INDEM Foundation President and number one specialist on corruption in Russia
An interview with Georgy Satarov of the INDEM Foundation.
Georgy Satarov, INDEM Foundation President and number one specialist on corruption in Russia, takes in stride Prosecutor General Vladimir Ustinov’s unexpected resignation and the rumors concerning Herman Gref’s upcoming retirement.
Question: We are witnessing a staff shuffle of unprecedented magnitude, probably the largest since the Beslan tragedy…
Georgy Satarov: The fact is, I wouldn’t attach too much importance to the resignation if I were you. A certain misbalance in the factions surrounding the president has been worsening of late – for a year or so. When Yeltsin was the president, he did not permit any such imbalances. Putin followed suit. I’d say that what is happening nowadays is bit of an attempt to restore parity. It is the security bloc of the government that is affected the worst. It has been using the prosecutor’s office actively, even leaving the impression every now and then that this faction is independent altogether. If you ask me, it is precisely this that Putin finally decided to put to an end.
Question: What about the rumors concerning Gref’s impeding resignation?
Georgy Satarov: The rumors and the whole anti-Gref campaign are elements of the strengthening of the faction that opposes security structures. Ustinov’s resignation is a step towards restoration of parity. I do not think that Gref will really go as the rumors predict he will.
Question: Shall we expect any maneuvering, say, for the purpose of organization of early election?
Georgy Satarov: No, I do not think that we shall. The general public of course becomes suspicious that Ustinov’s successor may be waging a war on corruption for the purposes of the election.
Question: And it recalls Dmitry Kozak who did not become Prosecutor General in 2000…
Georgy Satarov: Yes, I remember these rumors then. In theory, it is possible of course but I do not expect any serious campaign the scope of corruption in our country warrants.
Question: But Ustinov was determined to institute some cases that he promised would be shocking…
Georgy Satarov: Forget it. Ustinov was not fighting corruption. A purge took place in the customs service, and the president mentioned corruption just as a smoke screen. There is a widespread opinion that the Prosecutor General’s Office was actively fighting this evil. At the same time, no charges were pressed against the sacked officials. Not a single one of them is facing charges! It is clear therefore that the war on corruption is just an excuse someone drags in every now and then to justify factional wars. The powers-that-be live in a house of glass, they know better than to throw rocks.
Question: If some deputy prosecutor general is promoted, it is one story, but if it is someone like Kozak, it is certainly another, right?
Georgy Satarov: Yes, but I do not think that any deputy prosecutor general will aspire for the promotion. It is counterproductive at this point.
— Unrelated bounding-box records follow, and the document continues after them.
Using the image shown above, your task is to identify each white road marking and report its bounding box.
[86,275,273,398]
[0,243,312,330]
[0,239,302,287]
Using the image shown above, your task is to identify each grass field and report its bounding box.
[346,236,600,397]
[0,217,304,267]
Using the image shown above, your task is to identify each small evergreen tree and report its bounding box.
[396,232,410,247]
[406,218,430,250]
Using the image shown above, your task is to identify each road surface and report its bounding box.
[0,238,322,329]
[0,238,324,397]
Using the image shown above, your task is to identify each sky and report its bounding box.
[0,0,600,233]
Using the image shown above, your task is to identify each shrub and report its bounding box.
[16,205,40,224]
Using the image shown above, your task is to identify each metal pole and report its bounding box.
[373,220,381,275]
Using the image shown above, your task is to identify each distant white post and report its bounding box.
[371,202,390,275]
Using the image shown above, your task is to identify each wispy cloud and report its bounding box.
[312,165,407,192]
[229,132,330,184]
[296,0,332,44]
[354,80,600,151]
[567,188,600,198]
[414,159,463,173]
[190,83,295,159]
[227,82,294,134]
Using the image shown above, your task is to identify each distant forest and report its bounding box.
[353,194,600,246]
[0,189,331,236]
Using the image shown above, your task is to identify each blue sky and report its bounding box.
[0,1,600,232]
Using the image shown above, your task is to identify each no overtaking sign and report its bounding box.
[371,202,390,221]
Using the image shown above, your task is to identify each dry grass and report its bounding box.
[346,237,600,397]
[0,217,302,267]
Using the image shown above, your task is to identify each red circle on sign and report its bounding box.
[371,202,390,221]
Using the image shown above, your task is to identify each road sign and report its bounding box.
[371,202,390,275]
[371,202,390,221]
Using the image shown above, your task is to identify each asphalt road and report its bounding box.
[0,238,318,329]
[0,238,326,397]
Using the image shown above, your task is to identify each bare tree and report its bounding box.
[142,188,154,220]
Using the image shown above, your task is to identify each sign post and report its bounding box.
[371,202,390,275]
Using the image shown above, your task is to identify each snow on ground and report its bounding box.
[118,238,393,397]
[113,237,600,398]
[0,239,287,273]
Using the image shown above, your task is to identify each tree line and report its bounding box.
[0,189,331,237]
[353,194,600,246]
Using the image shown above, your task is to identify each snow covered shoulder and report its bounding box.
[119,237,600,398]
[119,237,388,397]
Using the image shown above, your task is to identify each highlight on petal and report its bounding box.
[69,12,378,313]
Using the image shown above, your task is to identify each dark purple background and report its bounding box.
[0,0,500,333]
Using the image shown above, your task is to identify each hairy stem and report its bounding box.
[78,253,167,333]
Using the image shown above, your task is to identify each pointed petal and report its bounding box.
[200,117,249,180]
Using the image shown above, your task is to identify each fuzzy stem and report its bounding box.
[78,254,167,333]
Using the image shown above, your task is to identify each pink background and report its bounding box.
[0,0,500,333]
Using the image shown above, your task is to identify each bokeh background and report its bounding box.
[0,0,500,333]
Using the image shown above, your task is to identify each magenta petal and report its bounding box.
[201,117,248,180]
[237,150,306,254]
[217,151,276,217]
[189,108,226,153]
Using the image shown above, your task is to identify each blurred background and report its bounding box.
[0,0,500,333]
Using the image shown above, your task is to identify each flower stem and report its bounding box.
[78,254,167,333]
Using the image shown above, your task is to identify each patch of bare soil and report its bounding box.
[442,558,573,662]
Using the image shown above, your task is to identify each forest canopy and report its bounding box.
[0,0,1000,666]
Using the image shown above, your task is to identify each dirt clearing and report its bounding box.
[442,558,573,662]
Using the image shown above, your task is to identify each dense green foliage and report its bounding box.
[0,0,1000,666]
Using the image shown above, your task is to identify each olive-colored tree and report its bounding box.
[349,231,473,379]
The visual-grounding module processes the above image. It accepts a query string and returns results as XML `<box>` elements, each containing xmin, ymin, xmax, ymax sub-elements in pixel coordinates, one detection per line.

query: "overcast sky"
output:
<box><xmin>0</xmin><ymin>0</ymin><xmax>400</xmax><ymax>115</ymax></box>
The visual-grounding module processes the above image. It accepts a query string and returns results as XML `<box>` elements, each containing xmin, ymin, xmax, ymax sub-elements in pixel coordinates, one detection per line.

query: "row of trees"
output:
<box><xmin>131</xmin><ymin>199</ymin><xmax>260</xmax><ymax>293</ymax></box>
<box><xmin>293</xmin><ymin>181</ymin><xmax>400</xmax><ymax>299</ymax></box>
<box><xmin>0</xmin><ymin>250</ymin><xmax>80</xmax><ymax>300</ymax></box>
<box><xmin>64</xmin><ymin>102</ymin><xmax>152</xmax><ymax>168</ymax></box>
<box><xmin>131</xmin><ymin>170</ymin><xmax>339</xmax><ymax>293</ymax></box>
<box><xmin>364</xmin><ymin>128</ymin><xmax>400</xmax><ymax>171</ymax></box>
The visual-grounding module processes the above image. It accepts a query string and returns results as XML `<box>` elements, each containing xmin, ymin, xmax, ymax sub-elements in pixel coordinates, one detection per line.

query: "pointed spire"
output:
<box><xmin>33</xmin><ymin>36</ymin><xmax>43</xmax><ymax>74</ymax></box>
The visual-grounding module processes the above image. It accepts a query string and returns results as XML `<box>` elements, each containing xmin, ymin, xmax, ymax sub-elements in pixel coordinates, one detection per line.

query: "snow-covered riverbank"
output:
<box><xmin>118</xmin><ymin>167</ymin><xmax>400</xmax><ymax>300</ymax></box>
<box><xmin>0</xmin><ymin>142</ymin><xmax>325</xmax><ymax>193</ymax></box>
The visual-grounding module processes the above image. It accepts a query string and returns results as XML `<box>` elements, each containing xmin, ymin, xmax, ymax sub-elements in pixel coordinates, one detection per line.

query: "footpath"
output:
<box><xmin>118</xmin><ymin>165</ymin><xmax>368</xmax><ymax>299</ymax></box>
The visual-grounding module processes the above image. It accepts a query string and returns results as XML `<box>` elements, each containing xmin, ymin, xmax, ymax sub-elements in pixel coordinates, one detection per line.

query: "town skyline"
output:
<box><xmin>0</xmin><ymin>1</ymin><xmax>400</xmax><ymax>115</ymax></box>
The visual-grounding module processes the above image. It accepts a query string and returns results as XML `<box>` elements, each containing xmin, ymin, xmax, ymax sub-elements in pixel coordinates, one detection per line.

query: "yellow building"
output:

There is no need to play the political card now; it had better be saved for use closer to the election – because the war on corruption is a pet subject. It is restoration of parity at this point, nothing more. I believe that this whole operation with transfer of the customs service was something security structures themselves conceived of and carried out entirely on their own. I do not think that they will revert again. The prosecutor’s office was taken from Sechin, and that is that.
Question: He got the customs service but lost the prosecutor’s office, is that it?
Georgy Satarov: Yes, it is.
Question: And when shall we expect another personnel shuffle?
Georgy Satarov: I wouldn’t count on another. Putin never goes to such extremes without a valid reason. I suspect that it is going to be a lull now, and that some shuffles will follow only in connection with Operation Successor. (I do not think that the operation is under way yet.)
Question: But why organize everything quietly again, overnight, in this Bolshevik manner?
Georgy Satarov: Why not? This is their style as I have already written in a piece in your newspaper. No matter whatever has to be done, it is arranged like a special operation. In this particular episode, one faction needed to pull off a serious action without some other faction knowing about it. That’s all. The regime is just being itself. That’s a mini-Byzantine. A bureaucratic autocracy or even a plebiscitary dictatorship retaining the elements appealing to the people in the course of elections.
Question: Would you say that the president is letting control over bureaucracy slip away and that he is promoting interests of bureaucracy now, not his own?
Georgy Satarov: I certainly would. That what he believed was leverage does not work, became clear long ago. On the other hand, Putin remains in control within the framework of the Kremlin’s intrigue and he does not hesitate to act when he thinks it necessary.